Pitch Correctionエフェクトの画面上のキーボードを使って、ピッチクオンタイズグリッドからノートを除外することができます。

このエフェクトを最初に開くと、クロマチックスケールのノートがすべて選択された状態になっています。つまり、入力されるノートはすべて、クロマチックスケール内の最も近いノートに補正されます。ボーカルのイントネーションが不適切だと、ノートが正確に識別されず、望まないピッチに補正される可能性があります。例えば、Eの音を歌ったつもりでも実際はD# の音に近かった場合を考えてみましょう。ソングにD# の音を入れたくない場合には、キーボードのD# のキーを無効にします。元の音のピッチはDよりもEに近いので、その音はEに補正されます。

注記: Pitch Correctionエフェクトの画面上のキーボードで行う設定は、すべてのオクターブ範囲に適用されます。オクターブごとに設定を変えることはできません。

Pitch Correctionエフェクトでスケールの個々のノートをBypassする

ほとんどの場合は、「Scale/Chord」メニューからスケールを選択するだけで済みます。「Bypass Notes」ボタンを有効にしてノートを個別にBypassすることもできますが、この使い方はあまり一般的ではありません。

  •  MainStageで、「Bypass Notes」ボタンをクリックします。

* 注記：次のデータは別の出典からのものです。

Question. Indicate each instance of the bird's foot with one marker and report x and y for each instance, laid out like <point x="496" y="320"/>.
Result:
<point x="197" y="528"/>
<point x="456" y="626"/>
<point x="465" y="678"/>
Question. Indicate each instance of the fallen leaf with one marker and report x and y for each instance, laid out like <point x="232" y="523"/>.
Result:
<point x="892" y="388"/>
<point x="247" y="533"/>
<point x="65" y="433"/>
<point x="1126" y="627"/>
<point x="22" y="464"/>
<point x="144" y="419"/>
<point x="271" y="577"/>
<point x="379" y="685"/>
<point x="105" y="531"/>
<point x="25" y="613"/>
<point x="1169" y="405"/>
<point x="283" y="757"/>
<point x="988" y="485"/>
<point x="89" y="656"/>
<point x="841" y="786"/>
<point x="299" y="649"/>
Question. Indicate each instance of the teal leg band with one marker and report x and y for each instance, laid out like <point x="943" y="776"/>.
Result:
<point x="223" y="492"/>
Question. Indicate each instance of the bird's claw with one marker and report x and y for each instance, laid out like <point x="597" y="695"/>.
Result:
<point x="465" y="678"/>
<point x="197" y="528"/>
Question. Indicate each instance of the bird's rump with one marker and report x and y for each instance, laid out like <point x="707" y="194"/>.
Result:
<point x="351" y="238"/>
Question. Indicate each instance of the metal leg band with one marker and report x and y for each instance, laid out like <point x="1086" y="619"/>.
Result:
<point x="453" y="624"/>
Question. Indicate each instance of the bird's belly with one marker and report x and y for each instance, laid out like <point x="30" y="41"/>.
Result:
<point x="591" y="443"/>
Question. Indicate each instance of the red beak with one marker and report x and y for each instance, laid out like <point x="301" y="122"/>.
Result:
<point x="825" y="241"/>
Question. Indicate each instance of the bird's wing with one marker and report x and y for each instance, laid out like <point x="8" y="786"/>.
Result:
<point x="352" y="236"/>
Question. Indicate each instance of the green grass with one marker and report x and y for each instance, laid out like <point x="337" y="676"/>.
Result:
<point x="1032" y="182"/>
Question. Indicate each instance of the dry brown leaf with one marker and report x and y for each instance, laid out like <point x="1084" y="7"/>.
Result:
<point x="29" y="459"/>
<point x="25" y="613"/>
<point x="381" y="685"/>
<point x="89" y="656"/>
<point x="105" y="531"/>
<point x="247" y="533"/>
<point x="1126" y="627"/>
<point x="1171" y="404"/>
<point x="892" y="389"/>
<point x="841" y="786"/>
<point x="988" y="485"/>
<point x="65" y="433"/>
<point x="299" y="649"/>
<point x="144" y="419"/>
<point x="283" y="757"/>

    Bypassされるノートはオレンジ色で表示されます。

    この機能は特に、ブルーノートを補正するときに便利です。ブルーノートはピッチ間をスライドするので、キーのメジャーとマイナーのステータスを識別するのが困難です。ご存知のように、CマイナーとCメジャーの主な違いは、EとBの音の代わりにEb(Eフラット)とBb(Bフラット)の音が使われる点です。ブルースシンガーはこれらのノートの間でピッチを揺らすことで、スケール間の不安定さや緊張感を出します。「Bypass」ボタンを使うと、特定のキーを補正対象から除外して、元のまま残すことができます。

ヒント: 多くの場合、コードに最も関係の深いノートだけを補正すると、最も良い結果が得られます。例えば、「Scale/Chord」ポップアップメニューから「sus4」を選択し、プロジェクトキーとマッチするようルートノートを設定すると、補正対象がキースケールのルートノートと第4音、第5音に限定されます。ほかのすべてのノートで「byp」ボタンをオンにすると、最も重要で注意を要するノートだけが補正され、ソングのそれ以外の音は元のまま残ります。